The current economic system that underpins that status quo is rooted in the extraction of natural resources and exploitation of cheap or unpaid labor, often done by women and marginalized communities. This system therefore drives the climate crisis while perpetuating inequalities based on gender, race and class. It prioritizes the interests of corporations, governments and elites in positions of power and wealth, while destroying the natural environment that poor and marginalized people depend on the most.

 

Okay, if that’s your story, you stick to it. But how does feminism fit into this? Radically:

 

Feminism offers an analysis of how inequalities structure our world and therefore drive the climate crisis, among other global concerns. We believe that it provides a vision of a better climate future, and a practical approach for moving towards it. That sound future is not just about ending fossil fuel–based economies—though that is urgent and necessary—but a more fundamental transformation of our economic and political systems.

 

In other words, socialism and “equity” authoritarianism.

 

So, how would feminism ameliorate global warming?

 

A feminist climate justice approach elevates their voices and values their contributions to understanding the climate crisis and charting a new way forward. For example, women from Indigenous and local communities have used their traditional knowledge of tree species to lead sustainable forestry initiatives in Colombia; and in Bangladesh, during extreme floods, women relied on traditional rural cooking methods to provide food in remote affected areas.

 

Oh, good grief. Local conservation efforts — as worthwhile as they might be — are not going to do anything substantial in a world populated by more than 7 billion people.
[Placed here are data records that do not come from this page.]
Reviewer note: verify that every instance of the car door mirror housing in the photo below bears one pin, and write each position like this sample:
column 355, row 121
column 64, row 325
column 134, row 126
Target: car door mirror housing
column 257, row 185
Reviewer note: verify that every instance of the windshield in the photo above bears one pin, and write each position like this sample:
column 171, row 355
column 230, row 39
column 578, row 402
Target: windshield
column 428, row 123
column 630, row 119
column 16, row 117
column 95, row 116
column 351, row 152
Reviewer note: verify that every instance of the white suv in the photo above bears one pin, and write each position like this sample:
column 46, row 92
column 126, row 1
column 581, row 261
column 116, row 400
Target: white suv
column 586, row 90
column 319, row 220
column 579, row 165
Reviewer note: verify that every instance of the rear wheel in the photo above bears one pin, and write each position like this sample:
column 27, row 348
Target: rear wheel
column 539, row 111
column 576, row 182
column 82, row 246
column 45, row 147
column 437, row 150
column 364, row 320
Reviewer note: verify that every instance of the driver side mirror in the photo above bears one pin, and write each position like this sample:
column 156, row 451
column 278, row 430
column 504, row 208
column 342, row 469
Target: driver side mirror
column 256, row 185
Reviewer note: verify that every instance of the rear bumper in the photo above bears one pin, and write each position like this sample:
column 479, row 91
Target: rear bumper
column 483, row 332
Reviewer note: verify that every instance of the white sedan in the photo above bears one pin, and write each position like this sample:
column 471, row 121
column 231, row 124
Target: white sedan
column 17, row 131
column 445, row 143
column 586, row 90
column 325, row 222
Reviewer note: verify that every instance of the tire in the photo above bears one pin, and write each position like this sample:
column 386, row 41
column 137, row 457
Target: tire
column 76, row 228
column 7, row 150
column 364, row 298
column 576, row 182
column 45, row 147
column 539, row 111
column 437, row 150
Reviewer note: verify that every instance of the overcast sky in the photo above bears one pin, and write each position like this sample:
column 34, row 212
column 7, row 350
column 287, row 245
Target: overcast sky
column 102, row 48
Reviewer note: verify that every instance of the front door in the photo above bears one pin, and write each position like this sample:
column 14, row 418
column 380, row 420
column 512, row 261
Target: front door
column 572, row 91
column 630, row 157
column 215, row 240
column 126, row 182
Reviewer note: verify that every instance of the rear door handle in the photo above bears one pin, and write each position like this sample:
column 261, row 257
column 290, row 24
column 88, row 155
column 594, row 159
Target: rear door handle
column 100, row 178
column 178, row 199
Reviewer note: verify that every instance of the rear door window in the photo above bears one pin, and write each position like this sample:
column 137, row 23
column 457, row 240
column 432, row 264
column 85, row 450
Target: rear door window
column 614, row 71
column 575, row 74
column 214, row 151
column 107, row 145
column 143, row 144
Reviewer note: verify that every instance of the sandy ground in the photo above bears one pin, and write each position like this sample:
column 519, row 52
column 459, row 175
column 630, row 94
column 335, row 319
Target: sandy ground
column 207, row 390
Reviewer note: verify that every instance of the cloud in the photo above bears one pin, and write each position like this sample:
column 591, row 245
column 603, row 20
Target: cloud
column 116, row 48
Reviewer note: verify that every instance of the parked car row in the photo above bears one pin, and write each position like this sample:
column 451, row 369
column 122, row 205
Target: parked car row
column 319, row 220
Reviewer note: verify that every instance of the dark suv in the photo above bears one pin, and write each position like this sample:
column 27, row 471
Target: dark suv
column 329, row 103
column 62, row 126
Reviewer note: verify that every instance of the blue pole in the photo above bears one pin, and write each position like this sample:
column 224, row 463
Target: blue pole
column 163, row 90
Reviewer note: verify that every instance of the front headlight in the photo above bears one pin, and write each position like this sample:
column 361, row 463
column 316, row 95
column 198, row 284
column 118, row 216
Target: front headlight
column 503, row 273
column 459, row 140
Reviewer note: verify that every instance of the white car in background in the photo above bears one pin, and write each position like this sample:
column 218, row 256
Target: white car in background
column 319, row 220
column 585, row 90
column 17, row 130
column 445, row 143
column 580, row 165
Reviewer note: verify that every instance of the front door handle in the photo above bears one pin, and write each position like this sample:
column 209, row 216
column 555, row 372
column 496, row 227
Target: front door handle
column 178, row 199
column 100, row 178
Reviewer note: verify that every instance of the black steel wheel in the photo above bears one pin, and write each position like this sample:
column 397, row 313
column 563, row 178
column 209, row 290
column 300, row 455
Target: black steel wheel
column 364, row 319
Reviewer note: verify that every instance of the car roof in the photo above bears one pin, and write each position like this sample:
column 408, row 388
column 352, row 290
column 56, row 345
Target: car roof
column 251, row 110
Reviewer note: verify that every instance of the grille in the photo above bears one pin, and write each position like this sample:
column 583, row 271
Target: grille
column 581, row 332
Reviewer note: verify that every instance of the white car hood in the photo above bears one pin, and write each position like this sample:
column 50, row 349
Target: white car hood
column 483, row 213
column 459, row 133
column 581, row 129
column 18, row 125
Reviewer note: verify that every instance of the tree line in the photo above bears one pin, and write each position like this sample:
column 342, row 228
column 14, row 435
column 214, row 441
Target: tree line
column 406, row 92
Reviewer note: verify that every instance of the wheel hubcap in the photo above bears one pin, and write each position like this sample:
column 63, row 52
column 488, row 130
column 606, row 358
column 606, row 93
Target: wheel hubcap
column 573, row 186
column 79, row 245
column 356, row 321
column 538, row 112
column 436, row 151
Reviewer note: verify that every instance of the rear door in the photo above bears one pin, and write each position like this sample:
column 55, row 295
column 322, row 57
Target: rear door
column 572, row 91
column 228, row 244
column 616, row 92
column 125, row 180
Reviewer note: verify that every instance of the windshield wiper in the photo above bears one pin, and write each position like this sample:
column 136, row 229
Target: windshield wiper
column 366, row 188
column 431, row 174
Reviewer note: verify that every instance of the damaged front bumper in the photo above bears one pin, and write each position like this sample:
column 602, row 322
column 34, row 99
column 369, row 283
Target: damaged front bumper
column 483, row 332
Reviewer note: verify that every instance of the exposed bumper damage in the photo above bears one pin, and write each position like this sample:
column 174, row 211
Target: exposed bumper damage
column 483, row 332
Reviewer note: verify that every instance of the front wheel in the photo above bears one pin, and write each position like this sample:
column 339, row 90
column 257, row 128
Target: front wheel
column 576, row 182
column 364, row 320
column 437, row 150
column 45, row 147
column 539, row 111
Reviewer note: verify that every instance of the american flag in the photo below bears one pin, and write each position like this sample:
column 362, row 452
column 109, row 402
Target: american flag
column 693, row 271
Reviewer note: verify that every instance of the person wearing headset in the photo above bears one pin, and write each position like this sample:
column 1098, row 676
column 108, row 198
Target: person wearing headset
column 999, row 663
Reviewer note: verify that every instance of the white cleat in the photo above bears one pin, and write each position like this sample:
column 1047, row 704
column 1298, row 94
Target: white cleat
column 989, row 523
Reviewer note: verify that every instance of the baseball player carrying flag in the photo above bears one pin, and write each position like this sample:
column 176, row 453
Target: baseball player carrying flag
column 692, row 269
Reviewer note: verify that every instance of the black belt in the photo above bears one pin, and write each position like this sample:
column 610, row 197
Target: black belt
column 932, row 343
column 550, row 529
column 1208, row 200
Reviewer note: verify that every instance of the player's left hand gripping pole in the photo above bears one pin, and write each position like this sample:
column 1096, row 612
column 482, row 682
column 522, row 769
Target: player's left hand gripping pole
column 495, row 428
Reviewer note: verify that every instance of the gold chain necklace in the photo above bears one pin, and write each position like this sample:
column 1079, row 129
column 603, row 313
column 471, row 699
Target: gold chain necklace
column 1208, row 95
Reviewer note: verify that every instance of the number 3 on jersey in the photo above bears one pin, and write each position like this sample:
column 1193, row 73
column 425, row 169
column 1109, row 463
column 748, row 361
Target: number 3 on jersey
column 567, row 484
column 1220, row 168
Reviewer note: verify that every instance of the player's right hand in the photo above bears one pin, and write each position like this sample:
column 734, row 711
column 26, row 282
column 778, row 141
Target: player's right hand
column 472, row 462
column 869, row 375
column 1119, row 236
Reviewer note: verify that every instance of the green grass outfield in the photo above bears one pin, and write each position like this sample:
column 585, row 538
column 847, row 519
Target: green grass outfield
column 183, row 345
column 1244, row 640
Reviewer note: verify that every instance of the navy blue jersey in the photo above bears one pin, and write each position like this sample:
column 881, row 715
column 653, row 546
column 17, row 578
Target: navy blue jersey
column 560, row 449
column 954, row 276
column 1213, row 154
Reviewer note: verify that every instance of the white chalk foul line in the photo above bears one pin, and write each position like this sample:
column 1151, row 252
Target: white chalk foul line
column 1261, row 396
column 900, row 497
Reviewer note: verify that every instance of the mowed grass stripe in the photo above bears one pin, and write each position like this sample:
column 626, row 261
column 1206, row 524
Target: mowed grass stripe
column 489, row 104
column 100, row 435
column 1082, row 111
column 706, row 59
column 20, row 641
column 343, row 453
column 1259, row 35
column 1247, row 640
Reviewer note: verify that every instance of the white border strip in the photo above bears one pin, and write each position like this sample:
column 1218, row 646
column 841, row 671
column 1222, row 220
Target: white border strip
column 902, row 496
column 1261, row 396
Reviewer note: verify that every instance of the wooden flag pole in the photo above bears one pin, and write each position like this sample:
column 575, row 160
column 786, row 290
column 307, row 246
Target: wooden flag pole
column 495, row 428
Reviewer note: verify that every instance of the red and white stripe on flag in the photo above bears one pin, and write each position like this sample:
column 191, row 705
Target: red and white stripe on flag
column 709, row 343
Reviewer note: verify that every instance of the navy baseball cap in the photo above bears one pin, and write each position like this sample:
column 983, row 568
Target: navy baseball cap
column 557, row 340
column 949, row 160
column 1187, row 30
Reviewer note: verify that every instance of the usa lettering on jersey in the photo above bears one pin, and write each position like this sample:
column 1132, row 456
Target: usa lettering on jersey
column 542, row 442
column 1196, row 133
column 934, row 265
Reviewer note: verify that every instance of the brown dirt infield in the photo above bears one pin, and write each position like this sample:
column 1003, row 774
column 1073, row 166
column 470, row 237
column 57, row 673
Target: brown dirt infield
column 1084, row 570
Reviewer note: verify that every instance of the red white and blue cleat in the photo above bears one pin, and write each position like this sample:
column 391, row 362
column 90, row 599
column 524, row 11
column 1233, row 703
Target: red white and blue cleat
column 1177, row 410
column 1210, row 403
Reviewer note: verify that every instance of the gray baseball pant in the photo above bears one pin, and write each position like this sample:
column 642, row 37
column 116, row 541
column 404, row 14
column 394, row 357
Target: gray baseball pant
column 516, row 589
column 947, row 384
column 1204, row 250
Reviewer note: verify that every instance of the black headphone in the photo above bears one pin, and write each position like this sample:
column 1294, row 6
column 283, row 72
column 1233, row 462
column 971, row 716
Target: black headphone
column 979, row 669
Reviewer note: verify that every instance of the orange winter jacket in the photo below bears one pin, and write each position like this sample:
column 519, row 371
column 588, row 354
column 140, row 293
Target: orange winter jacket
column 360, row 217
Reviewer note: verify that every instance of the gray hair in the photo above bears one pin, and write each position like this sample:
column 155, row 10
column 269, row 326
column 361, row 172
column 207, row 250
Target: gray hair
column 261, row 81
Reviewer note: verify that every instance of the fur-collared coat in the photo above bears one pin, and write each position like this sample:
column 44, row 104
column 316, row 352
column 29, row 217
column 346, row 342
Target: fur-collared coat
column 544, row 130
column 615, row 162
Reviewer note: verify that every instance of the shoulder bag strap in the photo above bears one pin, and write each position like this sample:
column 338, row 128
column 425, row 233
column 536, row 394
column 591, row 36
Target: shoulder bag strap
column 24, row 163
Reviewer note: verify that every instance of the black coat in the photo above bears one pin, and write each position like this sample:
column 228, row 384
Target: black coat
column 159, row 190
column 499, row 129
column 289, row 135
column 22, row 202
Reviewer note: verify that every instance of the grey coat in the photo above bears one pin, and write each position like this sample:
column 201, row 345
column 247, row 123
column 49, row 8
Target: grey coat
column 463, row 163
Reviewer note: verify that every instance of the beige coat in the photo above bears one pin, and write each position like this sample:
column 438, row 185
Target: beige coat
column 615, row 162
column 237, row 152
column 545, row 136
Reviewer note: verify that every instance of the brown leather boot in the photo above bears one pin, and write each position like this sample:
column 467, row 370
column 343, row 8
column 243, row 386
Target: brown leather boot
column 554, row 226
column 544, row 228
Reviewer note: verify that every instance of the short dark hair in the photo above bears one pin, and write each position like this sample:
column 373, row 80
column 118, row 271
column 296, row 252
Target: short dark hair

Nor are rural cooking methods going to feed the multitudes if unwise climate policies cost us ready access to electricity and inexpensive cooking fuels.

 

This piece lacks simple realism. Good environmental practices require abundance and prosperity. But the feminist authors instead invoke the wisdom of indigenous people, which is becoming a constant trope in radical climate change activism:

 

These new systems would prioritize the well-being of people and the planet, over profits and elite power, to enable a more sustainable, resilient, inclusive and equitable future. This feminist vision builds on thinking from a diversity of cultural contexts and growing interest in “well-being economies.” For example, the Buen Vivir (Living Well) paradigm that underpins the development strategies of Bolivia and Ecuador is inspired by Indigenous knowledge and values that promote harmonious relationships between humans and nature.

 

Perhaps the authors don’t care, but Bolivia and Ecuador are very poor nations. Moreover, indigenous peoples did not live in industrial societies. Their cultures were not scientific, their methods completely unsuited to the modern world of massive cities, international travel, industrialization, and information economies. Nor will indigenous wisdom lift destitute developing societies out of squalor. That requires modernism and the technological innovation produced by free markets.

 

The authors then promote female dominance:

 

We must redistribute resources away from male-dominated, environmentally harmful economic activities towards those prioritizing women’s employment, regeneration and care for both people and ecosystems. The idea of a just transition, which is gaining prominence on the climate agenda, must extend beyond providing new jobs for men laid off from fossil fuel industries to address the longstanding economic disadvantages women and marginalized groups face: persistent wage gaps; vast inequalities in land ownership, labor force participation, access to education, training and technology; and inadequate or absent social protection.

 

Most of which has very little to do with the climate.

 

An endnote states that the opinions expressed in the piece are not necessarily those of Scientific American. I’ll believe that when the once respectable magazine publishes counter opinions about climate issues such as those of Bjorn Lomborg. Then, a real conversation about these issues could be had. Until then, these authors are just writing for each other and their fellow travelers.

 

But hope springs eternal. Perhaps with the editor in chief having resigned for some unwise tweets about Donald Trump’s election, new leadership will return Scientific American to its role of popularizing actual science rather than promoting left-wing politics, stifling non-establishment views on scientific public policy, and invoking woke ideology. But I am not holding my carbon-infused breath.